The upper part of the cave entrance—the top of the shaft—is irregularly shaped, and its lower part was in the form of a shaft (L101; width 1.2 m, depth 1.1 m; Figs. 2, 3) that descended into the cave on a westward slope. A few Early Roman and Byzantine potsherds deriving from alluvial soil were found in the upper part of the entrance. In the entrance to the cave, at the bottom of the shaft, were large stones, possibly a deliberate blockage that was breached by the antiquities’ robbers.
The cave was found full almost to its ceiling with accumulated alluvium (L102), in which antiquities’ robbers had dug pits. A trench was excavated along the cave’s north wall (width 1.5–2.0 m), and another trench was dug along its west wall (wide c. 1 m; Figs. 4, 5). The two trenches were excavated down to the bedrock floor of the cave, except for an area up to 1.5 m west of the cave entrance where the bedrock drops steeply eastward. As the alluvial accumulation on the southeast side of the cave was not excavated, the cave’s plan in this part was reconstructed based on the upper part of the wall, visible near the ceiling, above the alluvium. This estimation points to an elliptical cave (c. 5.0 × 8.5 m, 1.7–2.0 m high near its north and west walls).
 
A rock shelf (max. width 0.5 m, length 2.2 m, height 0.7–1.1 m), probably a burial bench, was hewn along the cave’s north wall above the cave floor (Figs. 2, 4). Two rounded tunnels (0.3–0.4 m diam., 1 m and 1.4 m long) were quarried into the northwest wall near the cave’s ceiling (Fig. 6); their function is unclear. Four handles and large body fragments of jars from the MB II (Fig. 7) were recovered from the alluvial accumulation.
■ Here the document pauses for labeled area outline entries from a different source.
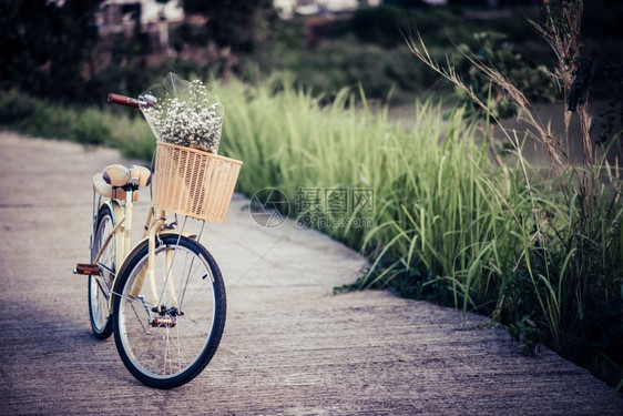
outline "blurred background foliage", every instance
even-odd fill
[[[166,0],[161,0],[167,3]],[[392,0],[335,16],[280,19],[270,0],[185,0],[186,18],[168,26],[170,53],[153,59],[153,39],[137,14],[131,33],[98,33],[95,14],[102,0],[6,0],[0,3],[3,89],[18,88],[35,97],[95,102],[110,91],[137,94],[172,70],[182,75],[235,75],[257,83],[275,72],[292,73],[296,85],[335,95],[361,85],[368,98],[410,102],[413,94],[451,94],[450,87],[409,52],[405,35],[422,33],[433,58],[457,64],[474,90],[487,97],[488,82],[461,54],[510,71],[532,98],[552,101],[555,85],[539,69],[550,51],[528,19],[539,20],[534,1],[484,8],[484,1],[449,1],[431,7],[423,1]],[[502,4],[504,2],[501,2]],[[599,81],[621,73],[623,38],[616,1],[586,3],[584,38],[590,77]],[[202,17],[203,19],[193,19]],[[157,54],[157,53],[156,53]],[[102,62],[102,55],[109,57]],[[593,82],[598,95],[610,87]],[[462,98],[459,95],[459,98]],[[493,101],[500,115],[512,114],[499,91]]]
[[[106,3],[0,2],[2,125],[150,160],[155,143],[149,126],[135,118],[139,112],[99,108],[108,93],[135,97],[170,71],[213,80],[226,106],[224,152],[244,160],[248,172],[239,191],[374,186],[384,207],[375,213],[378,226],[323,230],[368,255],[375,265],[368,278],[409,297],[490,314],[527,352],[545,343],[623,386],[623,209],[616,186],[600,182],[604,161],[589,166],[599,192],[588,202],[594,207],[589,226],[579,233],[572,225],[586,202],[565,194],[573,181],[561,185],[551,171],[533,170],[538,180],[529,192],[512,158],[503,168],[493,164],[481,140],[493,136],[490,120],[478,121],[483,113],[464,91],[441,82],[405,41],[421,33],[432,58],[452,62],[494,116],[517,110],[476,64],[498,68],[531,103],[605,102],[591,136],[612,143],[623,123],[621,2],[585,2],[583,53],[572,62],[578,71],[570,97],[561,97],[548,73],[554,57],[529,22],[543,21],[537,1],[499,0],[491,8],[484,0],[445,7],[387,0],[334,16],[282,19],[269,0],[184,0],[185,18],[164,31],[162,21],[151,29],[141,23],[131,7],[122,30],[106,31]],[[289,81],[275,81],[284,79]],[[458,104],[455,111],[443,113],[436,105],[440,98]],[[392,106],[406,103],[408,118],[391,119]],[[389,139],[377,149],[381,136]],[[351,160],[372,148],[365,161]],[[257,159],[256,149],[267,160]],[[560,230],[545,235],[547,246],[533,244],[532,202]],[[509,217],[513,212],[518,227]],[[529,256],[532,263],[523,264]],[[573,278],[570,264],[580,264]]]

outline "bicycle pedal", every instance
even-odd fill
[[[167,316],[156,316],[153,321],[152,321],[152,326],[159,327],[159,326],[164,326],[165,328],[172,328],[175,326],[175,319],[167,317]]]
[[[100,266],[98,266],[96,264],[79,263],[75,265],[73,274],[83,274],[88,276],[98,275],[100,274]]]

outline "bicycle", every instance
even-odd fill
[[[109,102],[140,109],[154,102],[110,94]],[[218,265],[198,242],[205,221],[222,222],[241,161],[157,142],[153,172],[110,165],[93,176],[89,316],[95,337],[114,333],[130,373],[156,388],[195,378],[214,356],[226,317]],[[190,173],[188,171],[190,169]],[[141,240],[132,246],[133,207],[141,187],[152,201]],[[166,212],[184,216],[167,223]],[[201,223],[198,234],[186,220]]]

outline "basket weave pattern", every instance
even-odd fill
[[[222,223],[243,162],[157,142],[153,173],[154,207]]]

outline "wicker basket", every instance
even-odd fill
[[[152,184],[154,207],[222,223],[243,162],[157,142]]]

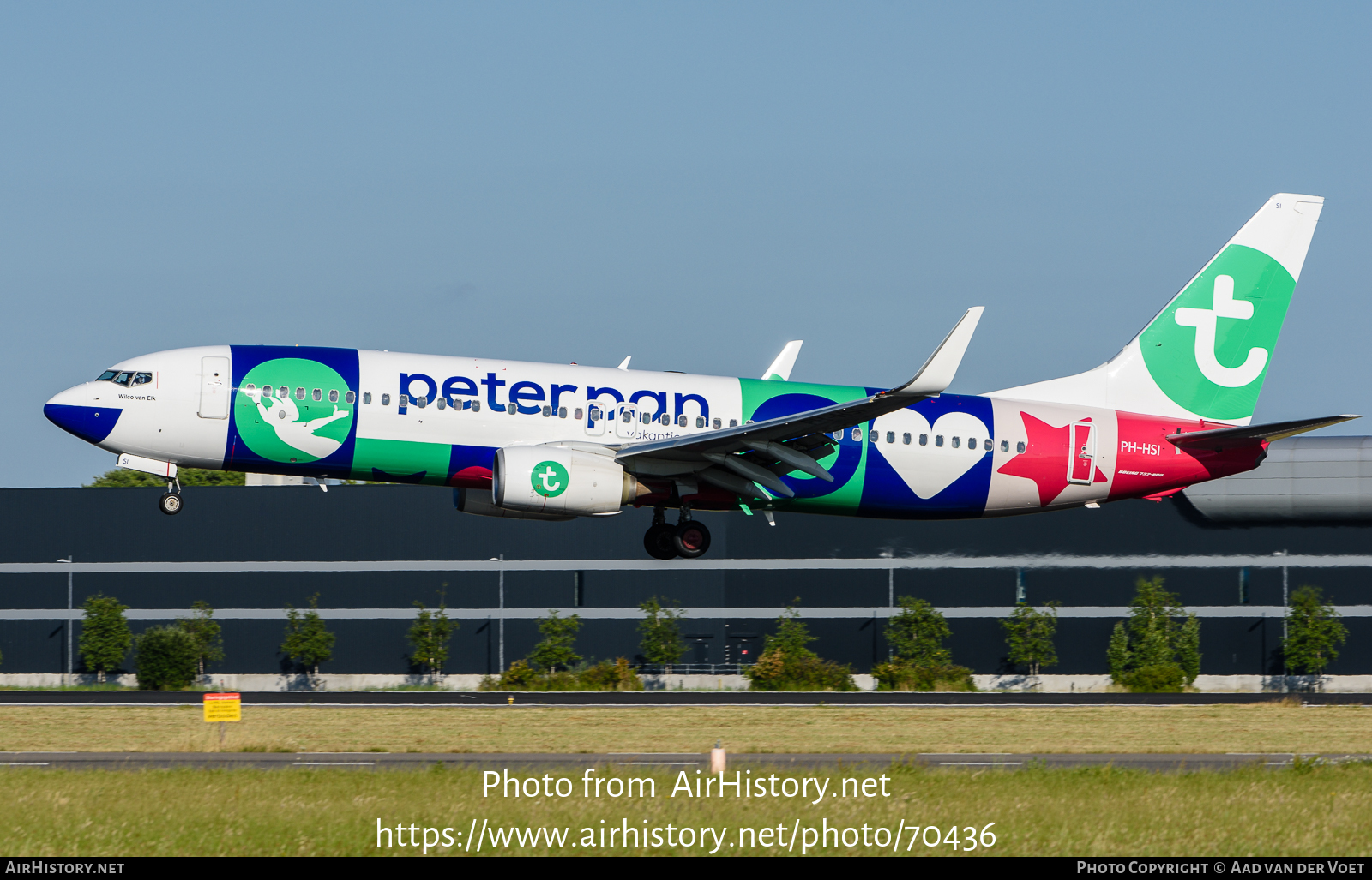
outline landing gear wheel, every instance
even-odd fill
[[[672,529],[672,547],[683,559],[704,557],[709,550],[709,529],[696,520],[687,520]]]
[[[653,559],[675,559],[676,546],[672,543],[675,533],[676,526],[665,522],[648,526],[648,530],[643,532],[643,550]]]

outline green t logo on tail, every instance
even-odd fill
[[[1294,291],[1281,263],[1227,247],[1139,337],[1158,388],[1203,418],[1253,415]]]
[[[543,498],[557,498],[567,491],[567,469],[557,462],[539,462],[530,474],[534,492]]]

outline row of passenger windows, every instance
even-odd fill
[[[254,385],[252,382],[248,382],[247,385],[243,387],[243,391],[254,392],[254,391],[257,391],[257,385]],[[316,389],[310,391],[309,393],[310,393],[310,399],[311,400],[324,400],[324,389],[322,388],[316,388]],[[338,392],[336,388],[331,388],[328,393],[329,393],[329,403],[338,403],[339,402],[339,392]],[[281,385],[280,388],[272,388],[270,385],[262,385],[262,395],[263,396],[265,395],[274,395],[274,396],[280,398],[281,400],[285,400],[287,398],[291,396],[291,389],[287,388],[285,385]],[[370,396],[370,395],[368,395],[368,396]],[[295,399],[296,400],[305,400],[305,389],[303,388],[296,388],[295,389]],[[354,393],[351,391],[344,392],[343,393],[343,400],[346,403],[354,403],[354,402],[357,402],[357,393]]]
[[[836,430],[833,433],[834,440],[842,440],[844,439],[844,433],[845,432],[842,432],[842,430]],[[852,429],[852,439],[853,440],[860,441],[862,440],[862,435],[863,435],[862,428],[853,428]],[[943,435],[934,435],[934,445],[936,447],[941,447],[944,444],[944,440],[945,439],[944,439]],[[867,433],[867,441],[868,443],[881,443],[881,432],[879,430],[868,432]],[[886,432],[886,443],[895,443],[895,441],[896,441],[896,432],[895,430],[888,430]],[[903,435],[900,435],[900,441],[904,445],[910,445],[914,441],[914,435],[911,435],[911,433],[903,433]],[[969,450],[975,450],[977,448],[977,437],[967,437],[966,441],[967,441],[967,448]],[[955,450],[959,450],[959,448],[962,448],[963,439],[962,437],[956,437],[956,436],[947,437],[947,443],[948,443],[949,447],[952,447]],[[929,445],[929,435],[919,435],[919,445]],[[992,448],[995,448],[995,441],[991,437],[986,437],[986,439],[984,439],[981,441],[981,448],[984,451],[989,452]],[[1008,452],[1010,451],[1010,441],[1008,440],[1002,440],[1000,441],[1000,451],[1002,452]],[[1024,441],[1017,443],[1015,444],[1015,452],[1021,452],[1022,454],[1024,451],[1025,451]]]
[[[115,381],[115,382],[119,382],[119,384],[128,384],[129,382],[128,377],[134,377],[134,382],[133,384],[136,384],[136,385],[141,385],[143,382],[152,381],[152,374],[151,373],[137,373],[137,374],[133,374],[133,373],[118,373],[117,374],[113,370],[106,371],[103,376],[100,376],[100,380]],[[121,380],[123,380],[123,381],[121,381]],[[248,384],[248,385],[244,385],[244,391],[252,392],[252,391],[257,391],[257,387]],[[287,398],[287,396],[289,396],[289,392],[291,392],[291,389],[287,388],[285,385],[281,385],[280,388],[276,388],[276,389],[273,389],[270,385],[263,385],[262,387],[262,393],[263,395],[276,393],[277,398]],[[329,403],[338,403],[338,400],[339,400],[339,392],[336,389],[329,389],[328,393],[329,393]],[[324,389],[321,389],[321,388],[313,389],[310,392],[310,398],[313,400],[322,400],[324,399]],[[305,400],[305,388],[296,388],[295,389],[295,399],[296,400]],[[354,403],[357,400],[357,395],[354,392],[351,392],[351,391],[348,391],[348,392],[344,393],[343,399],[347,403]],[[362,393],[362,403],[364,404],[370,404],[372,403],[372,392],[368,391],[368,392]],[[412,402],[410,402],[410,396],[409,395],[401,395],[401,406],[410,406],[410,403]],[[414,403],[414,406],[417,406],[420,408],[424,408],[425,406],[428,406],[428,398],[416,398],[413,400],[413,403]],[[381,395],[381,406],[391,406],[391,395]],[[480,400],[462,400],[461,403],[458,403],[457,400],[449,400],[447,398],[439,398],[438,402],[436,402],[436,406],[440,410],[446,410],[446,408],[451,407],[454,410],[472,410],[473,413],[480,413],[482,411],[482,402]],[[514,404],[514,403],[510,403],[510,404],[508,404],[506,411],[510,415],[514,415],[516,413],[519,413],[519,406]],[[552,418],[552,415],[553,415],[553,407],[545,406],[543,407],[543,418]],[[590,408],[590,418],[591,418],[591,421],[600,421],[600,419],[602,419],[605,417],[606,417],[606,413],[604,410],[601,410],[600,407],[593,406]],[[567,418],[567,407],[565,406],[564,407],[557,407],[557,418]],[[582,418],[582,408],[580,407],[576,407],[576,410],[572,414],[572,418],[575,418],[576,421],[580,421],[580,418]],[[630,422],[630,421],[632,421],[634,414],[632,414],[631,410],[624,410],[624,413],[620,415],[620,418],[624,422]],[[661,413],[661,414],[657,414],[657,415],[650,414],[650,413],[642,413],[642,414],[639,414],[638,421],[641,421],[645,425],[653,425],[653,424],[671,425],[672,424],[672,417],[668,413]],[[689,426],[689,424],[690,424],[690,417],[687,417],[685,413],[682,413],[681,415],[676,417],[676,426],[678,428],[686,428],[686,426]],[[704,426],[705,426],[704,417],[697,415],[696,417],[696,428],[704,428]],[[737,428],[738,426],[738,419],[737,418],[729,419],[729,426],[730,428]],[[723,419],[719,419],[719,418],[712,419],[711,428],[713,428],[715,430],[719,430],[720,428],[723,428]],[[910,445],[911,441],[912,441],[912,436],[914,435],[903,433],[903,435],[900,435],[900,441],[903,444],[906,444],[906,445]],[[842,440],[844,432],[836,430],[833,433],[833,437],[834,437],[834,440]],[[853,440],[862,440],[862,428],[853,428],[852,429],[852,439]],[[881,432],[879,430],[870,432],[868,436],[867,436],[867,440],[870,443],[881,443]],[[896,432],[888,430],[886,432],[886,443],[895,443],[895,441],[896,441]],[[962,437],[954,436],[954,437],[948,439],[948,445],[951,445],[952,448],[958,450],[958,448],[962,448],[962,441],[963,441]],[[941,447],[943,444],[944,444],[944,436],[943,435],[934,435],[934,445],[936,447]],[[929,445],[929,435],[919,435],[919,445]],[[986,437],[985,440],[982,440],[982,448],[985,451],[989,452],[992,450],[992,447],[993,447],[993,441],[991,440],[991,437]],[[969,450],[975,450],[977,448],[977,439],[975,437],[967,437],[967,448]],[[1002,452],[1008,452],[1010,451],[1010,441],[1008,440],[1002,440],[1000,441],[1000,451]],[[1024,441],[1015,444],[1015,451],[1017,452],[1024,452],[1025,451]]]

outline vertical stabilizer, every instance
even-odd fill
[[[1272,196],[1109,363],[996,396],[1249,424],[1323,207]]]

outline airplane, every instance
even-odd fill
[[[209,345],[123,360],[44,406],[167,480],[177,467],[445,485],[468,514],[650,507],[650,557],[709,548],[698,511],[981,518],[1159,500],[1257,467],[1331,415],[1251,425],[1324,199],[1272,196],[1109,362],[945,393],[982,308],[895,388],[353,348]],[[678,511],[675,524],[667,510]]]

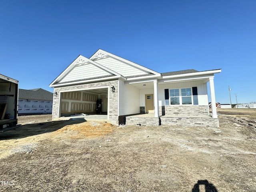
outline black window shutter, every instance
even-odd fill
[[[192,92],[193,95],[197,95],[197,87],[193,87],[192,88]]]
[[[164,90],[164,97],[165,99],[169,99],[169,89]]]

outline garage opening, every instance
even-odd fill
[[[108,114],[108,88],[60,93],[60,116]]]

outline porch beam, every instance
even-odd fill
[[[212,102],[212,118],[218,118],[217,109],[216,109],[216,100],[215,100],[215,92],[214,84],[213,82],[213,77],[209,78],[210,81],[210,90],[211,93],[211,102]]]
[[[158,104],[158,83],[157,80],[154,81],[154,103],[155,117],[159,117]]]

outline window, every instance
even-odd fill
[[[180,104],[180,92],[178,89],[170,90],[171,105]]]
[[[147,95],[147,99],[152,99],[152,95]]]
[[[193,92],[192,91],[192,90]],[[165,89],[164,95],[166,106],[198,104],[196,87],[192,88]]]
[[[191,105],[192,104],[191,88],[181,89],[181,97],[182,105]]]

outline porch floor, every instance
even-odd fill
[[[141,117],[141,118],[151,118],[155,117],[155,114],[139,114],[138,115],[132,115],[128,116],[129,117]],[[164,118],[167,117],[175,118],[212,118],[210,116],[206,116],[205,115],[196,116],[196,115],[162,115],[159,116],[160,118]]]

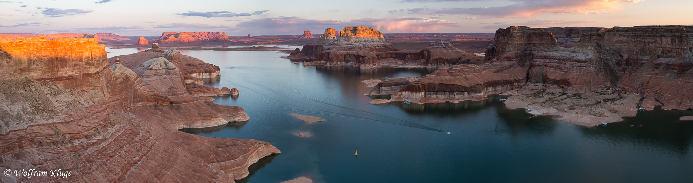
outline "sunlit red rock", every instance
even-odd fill
[[[249,117],[238,106],[199,99],[178,103],[185,97],[178,97],[182,75],[165,57],[138,64],[136,71],[126,61],[109,66],[103,46],[94,39],[1,41],[0,50],[0,119],[12,122],[0,123],[0,166],[71,171],[71,176],[61,179],[69,182],[193,177],[233,182],[247,176],[260,158],[280,153],[265,142],[179,131]],[[22,66],[29,66],[29,59],[33,68],[26,69]],[[185,166],[169,166],[180,162]],[[0,177],[2,182],[53,181]]]
[[[137,45],[149,45],[149,41],[145,39],[144,37],[140,37],[139,39],[137,39]]]
[[[310,30],[304,30],[304,35],[299,37],[299,39],[315,39],[313,34],[310,34]]]

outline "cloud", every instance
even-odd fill
[[[252,12],[242,12],[236,13],[230,12],[227,11],[222,12],[188,12],[184,13],[178,13],[175,15],[182,15],[182,16],[192,16],[192,17],[245,17],[250,15],[260,15],[269,10],[262,10],[262,11],[254,11]]]
[[[73,32],[114,32],[139,30],[143,30],[143,28],[140,26],[128,27],[128,26],[98,26],[98,27],[75,28],[71,28],[71,30]]]
[[[454,21],[416,17],[358,19],[352,20],[351,22],[370,25],[380,31],[402,32],[428,32],[457,24]]]
[[[403,3],[440,3],[440,2],[459,2],[459,1],[480,1],[482,0],[405,0]]]
[[[496,18],[531,17],[541,14],[594,15],[621,10],[621,3],[643,1],[645,0],[511,0],[516,3],[484,8],[414,8],[407,11],[413,14],[471,15]]]
[[[24,27],[24,26],[39,26],[40,24],[42,24],[42,23],[44,23],[43,22],[22,23],[15,24],[15,25],[13,25],[13,26],[0,25],[0,28],[19,28],[19,27]]]
[[[581,20],[581,21],[533,20],[533,21],[525,21],[525,22],[523,22],[523,23],[496,23],[496,22],[493,22],[493,23],[491,23],[491,24],[493,24],[493,25],[484,26],[482,26],[482,28],[484,28],[484,29],[497,29],[497,28],[507,28],[507,27],[514,26],[525,26],[535,27],[535,28],[563,27],[563,26],[574,26],[574,24],[593,23],[599,23],[599,22],[602,22],[602,21],[599,21],[599,20]],[[500,23],[500,22],[498,22],[498,23]]]
[[[108,2],[111,2],[111,1],[113,1],[113,0],[101,0],[101,1],[96,1],[94,3],[100,4],[100,3],[108,3]]]
[[[263,30],[263,34],[286,34],[302,32],[305,30],[324,30],[337,27],[346,22],[337,20],[306,19],[298,17],[277,17],[263,18],[238,23],[236,27],[247,30]]]
[[[227,26],[213,26],[204,23],[171,23],[168,24],[154,26],[153,28],[205,29],[205,28],[228,28],[231,27]]]
[[[55,9],[55,8],[45,8],[41,12],[41,14],[48,15],[49,17],[60,17],[62,16],[72,16],[72,15],[80,15],[82,14],[87,14],[93,12],[92,10],[85,10],[80,9]]]
[[[305,30],[322,30],[334,28],[337,30],[345,26],[368,26],[389,32],[417,32],[456,26],[452,21],[417,17],[396,17],[385,19],[357,19],[349,21],[338,20],[306,19],[298,17],[277,17],[263,18],[239,23],[240,28],[249,31],[264,31],[260,34],[290,34]],[[256,33],[258,34],[258,33]]]

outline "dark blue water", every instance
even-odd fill
[[[282,151],[239,182],[304,175],[319,182],[693,182],[693,122],[678,120],[692,110],[657,109],[587,128],[508,109],[498,97],[376,106],[361,81],[433,70],[304,67],[271,51],[182,52],[220,66],[220,79],[208,85],[240,95],[214,102],[240,106],[251,117],[184,131],[266,141]],[[308,124],[292,113],[326,121]]]

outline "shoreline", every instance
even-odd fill
[[[584,93],[566,93],[555,86],[528,86],[508,97],[504,103],[511,109],[529,108],[535,116],[557,116],[556,120],[583,126],[602,122],[622,122],[624,117],[637,113],[640,96],[619,90],[600,90]]]

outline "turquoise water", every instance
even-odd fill
[[[221,67],[221,78],[208,85],[240,95],[213,102],[240,106],[251,118],[182,131],[266,141],[282,151],[253,164],[238,182],[299,176],[318,182],[693,182],[693,122],[678,120],[693,110],[658,108],[588,128],[507,108],[498,97],[376,106],[362,95],[369,88],[361,81],[434,70],[304,67],[272,51],[182,52]],[[290,114],[326,121],[308,124]]]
A handful of very small fragments of Roman- and Byzantine-period pottery was also found, as well as a flint item—a double-end scraper produced on a blade of the local Mishash Formation flint (Fig. 8)—a type which was produced from the Upper Paleolithic through the Chalcolithic periods. A broken limestone basin (0.4 × 0.7 m, 0.25 m thick; Fig. 9) was found near the entrance to the cave, in an area disturbed by robbery; it may have been part of the blockage at the entrance to the cave, which was breached by the robbers.
 
An opening in the ceiling at the south end of the cave was found to led to a tunnel linking the cave to another rock-hewn cave (map ref. 223964/633386), whose entrance is located c. 11 m to the south of the entrance to the excavated cave. The southern cave, which is hewn at roughly the same level as the excavated cave, was found plundered. It had a square entrance with a straight lintel (Fig. 10) and a square chamber with straight walls. It may be a later cave, and while being quarried the workers accidentally cut into the south part of the excavated cave. Judging by the northward slope of the alluvial accumulation, it would seem that the alluvium filling the excavated cave washed into the wide entrance to the southern cave and slid into the excavated cave through the breach between the two caves.
 
Although its architectural features and finds are meager, the cave can be attributed to MB II; it was plundered in antiquity, even before it became silted up with alluvium. This is the first evidence of Middle Bronze Age burial in the immediate vicinity of Mount Scopus, and it may indicate the existence of a burial field from this period on the hill’s east slope, which has never been excavated.
Nevertheless, a limited number of finds from the Middle Bronze Age have been discovered to date in the Mount Scopus area. At the Dominus Flevit Church, c. 2 km southwest of the excavation area, a burial cave rich in grave goods from the MB II and the Late Bronze Age was uncovered (Saller 1964). Pottery and metal items from MB II, apparently found in tombs on the Mount of Olives, were documented by Warren (1884: Pls. XLV:19–21; XLVII:26–30), Watkins (1981:122–126, 130) and Weill (1918:740, Fig. 8). Two MB II daggers were discovered on Mount Scopus as well (Maeir 2000:47; Maxwell-Hyslop 1946:26; Watkins 1981:142, 146). Their provenance is unknown, but based on the results of the current excavation they may have been found while robbing a burial cave.
During the archaeological survey of the hill country of Benjamin, two multi-period archaeological sites with MB II pottery were identified near the excavation area: Kh. Ras es-Sheikh ‘Anbar (c. 800 m to the east) and Kh. Harabet ‘Uda (c. 1 km to the northeast; Dinur and Feig 1993: Sites 446, 448). These sites may have some connection to the burial cave explored in the current excavation.